Why I am moving away from Vue.JS - ygoronline
https://hashnode.com/post/why-i-am-moving-away-from-vuejs-cjq6l0ib3006izws1ntmczinv
======
AngeloAnolin
The article was more of a timeline of how the author delved into programming
using different stacks and frameworks, then (finding) realizing that there is
little market for VueJS. Hence, the choice to move to React.

I think there was not even a hint of a compelling reason why moving away from
VueJS was made.

------
no1youknowz
I really hate to say this. But I didn't like this article because it somehow
puts the blame on VueJS. Where frankly there is none.

It seems this guy is more of a "plumber" type developer than a "roll up your
sleeves and get on with it" type developer.

This developer smacks of someone swinging through the trees in the jungle of
frameworks and latching on to whichever framework gives him the most bang for
buck or IOW does the job for him. I get the feeling that when you look at the
package file for his projects, they have 2000000000000 dependencies.

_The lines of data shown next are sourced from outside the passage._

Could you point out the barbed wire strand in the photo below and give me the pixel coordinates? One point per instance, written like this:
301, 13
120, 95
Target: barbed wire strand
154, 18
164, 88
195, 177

When I moved from jQuery over to Vue, I found that many libs didn't have
similar components. Instead of looking at React I simply built my own. Also
moving from jQuery over to ES6 is trivial. Sure it's a pain in the beginning
but now 7 months later, I don't even think about it.

I've looked at projects of Vue 1.x and can easily read them, there isn't much
difference between 1.x and 2.x. It's trivial to upgrade. Can you imagine this
developer crowing at 3.x and saying his code isn't running?

> And the market as a whole doesn’t care.

Really, this says it all.

------
robodale
Use the (1) best tools to solve the problem that (2) you know best (3) if your
goal is to create a working solution as fast as possible.

For web apps, I moved from .NET MVC + jQuery over to .NET Core (or sometimes
nodejs) for the backend and VueJS for the front end (axios for ajax calls).
I've went through 4 projects like this over the past 2 years and my personal
productivity is through the roof using Vue. I output only JSON from the
backend, and Vue snaps that up on the client and I'm off an running with total
control over the user interface and overall experience. It's reinvigorated my
entire outlook on web development as a whole, and I've been doing this for 18
years.

The author seems to slam the VueJS community for not being as native-mobile
developer friendly as React. Well, yea - React Native is a mature option for
mobile development. Maybe Vue will get there, but mobile has not been the
focus of the VueJS community.